Earth reinforcement requirements in level and graded structures such as roadways or runways, however, generally require more biaxial geosynthetic tensile and/or shear strength properties. Such applications also require more symmetrical tensile and/or shear strength properties than earth reinforcement materials employed in retaining wall structures and steep grades. These more level, more biaxial and less aggressive environments accordingly place a premium on geosynthetics which perform acceptably from a subgrade stabilization and base course reinforcement point of view, but which can be manufactured and supplied efficiently and inexpensively, and which can be rolled, stored, shipped and installed easily.
Subgrade stabilization is often required when weak subgrade conditions exist. In such subgrade stabilization applications, a geosynthetic is generally placed directly on top of a weak subgrade. The geosynthetic provides separation between the base course above and the subgrade below, improves bearing capacity, may enable a reduction in base course thickness, allows increased traffic and reduces permanent deformation within a surface or pavement system placed on top of base courses. Separation, reinforcement and filtration properties are among the more important properties when considering geotextiles for subgrade stabilization applications.
Improvement Mechanisms and Functions
Separation--Although localized bearing failures and subsequent intermixing of the subgrade soil with stone base course are problems in weak soils with California Bearing Ratio ("CBR") values of less than 3 (Christopher, B. R., and Holtz, R. D., "Geotextile Engineering Manual", Report FHWA-TS-86/203 STS Consultants, Ltd., Northbrook, Ill., for Federal Highway Administration, Washington, D.C., 1985), separation has been demonstrated as being effective in a silty sand environment for a CBR as high as 4.4 (Al-Qadi, I. L., and Brandon, T. L., "Geosynthetics Improve Pavement Service Life", Erosion Control, September/October 1994, pp. 48-57). Both of these documents are incorporated herein by this reference.

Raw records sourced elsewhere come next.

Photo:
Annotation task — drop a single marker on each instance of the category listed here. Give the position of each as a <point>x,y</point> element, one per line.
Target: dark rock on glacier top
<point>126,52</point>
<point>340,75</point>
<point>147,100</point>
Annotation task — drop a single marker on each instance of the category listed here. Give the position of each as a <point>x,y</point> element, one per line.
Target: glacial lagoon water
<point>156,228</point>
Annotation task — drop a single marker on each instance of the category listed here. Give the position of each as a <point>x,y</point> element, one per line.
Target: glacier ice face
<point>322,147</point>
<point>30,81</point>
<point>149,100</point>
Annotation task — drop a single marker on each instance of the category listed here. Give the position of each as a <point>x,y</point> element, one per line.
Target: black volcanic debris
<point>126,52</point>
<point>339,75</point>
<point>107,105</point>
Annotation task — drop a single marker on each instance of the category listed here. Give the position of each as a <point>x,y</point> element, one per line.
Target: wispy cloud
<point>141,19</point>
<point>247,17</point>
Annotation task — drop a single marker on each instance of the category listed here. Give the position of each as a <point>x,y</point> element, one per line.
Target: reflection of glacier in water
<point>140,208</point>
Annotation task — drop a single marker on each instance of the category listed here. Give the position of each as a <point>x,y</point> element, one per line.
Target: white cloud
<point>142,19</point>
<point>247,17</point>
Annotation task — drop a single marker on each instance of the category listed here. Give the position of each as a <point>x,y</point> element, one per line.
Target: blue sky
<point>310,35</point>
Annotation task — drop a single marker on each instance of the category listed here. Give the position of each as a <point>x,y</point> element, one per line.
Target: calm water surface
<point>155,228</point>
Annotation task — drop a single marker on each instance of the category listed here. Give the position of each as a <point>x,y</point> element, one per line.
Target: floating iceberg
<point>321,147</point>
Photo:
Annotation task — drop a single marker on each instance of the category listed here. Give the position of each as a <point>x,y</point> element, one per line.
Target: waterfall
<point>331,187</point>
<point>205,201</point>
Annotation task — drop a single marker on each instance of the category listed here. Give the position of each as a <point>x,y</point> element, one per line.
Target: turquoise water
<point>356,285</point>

The separation function prevents contamination of the stone base course by intermixing with the subgrade soil, thus preserving the structural integrity and drainage capacity of the base course. Utilization of a separation geosynthetic minimizes the potential for aggregate being forced down into the subgrade by the action of the applied loads and subsequent migration of the subgrade up into the base course. As little as 10 to 20 percent intermixing of subgrade fines can completely destroy the strength of the base course (Steward, J., Williamson, R., and Mohney, J., "Guidelines for Use of Fabrics in Construction and Maintenance of Low-Volume Roads", Report No. FHWA-TS-78-205, U.S. Department of Transportation, Federal Highway Administration, Washington, D.C., 1977) (incorporated by this reference). Contamination of a stone base course by subgrade fines is effectively reduced, however, by the use of a geosynthetic functioning as a separator between the soil subgrade and the stone base course (Koerner, R. M., and Koerner, G. R., "Separation: Perhaps the Most Underestimated Geotextile Function", Geotechnical Fabrics Report, January 1994, Industrial Fabrics Association) (incorporated by this reference). The geosynthetic separator eliminates the increased layer of stone base course that would otherwise be required.
Bearing Capacity Improvement--A geosynthetics' inclusion can drastically change the potential mode of failure. The geosynthetic prevents the granular base course from punching into the soft foundation soils under the applied wheel or truck loads. As a result, base punching, or localized shear failure, changes to a general shear failure. This change allows the subgrade to develop its ultimate bearing capacity (Bender, D. A., and Barenberg, E. J., "Design and Behavior of Soil-Fabric-Aggregate Systems", Transportation Research Record 671, Transportation Research Board, Washington, D.C., 1978) (incorporated by this reference).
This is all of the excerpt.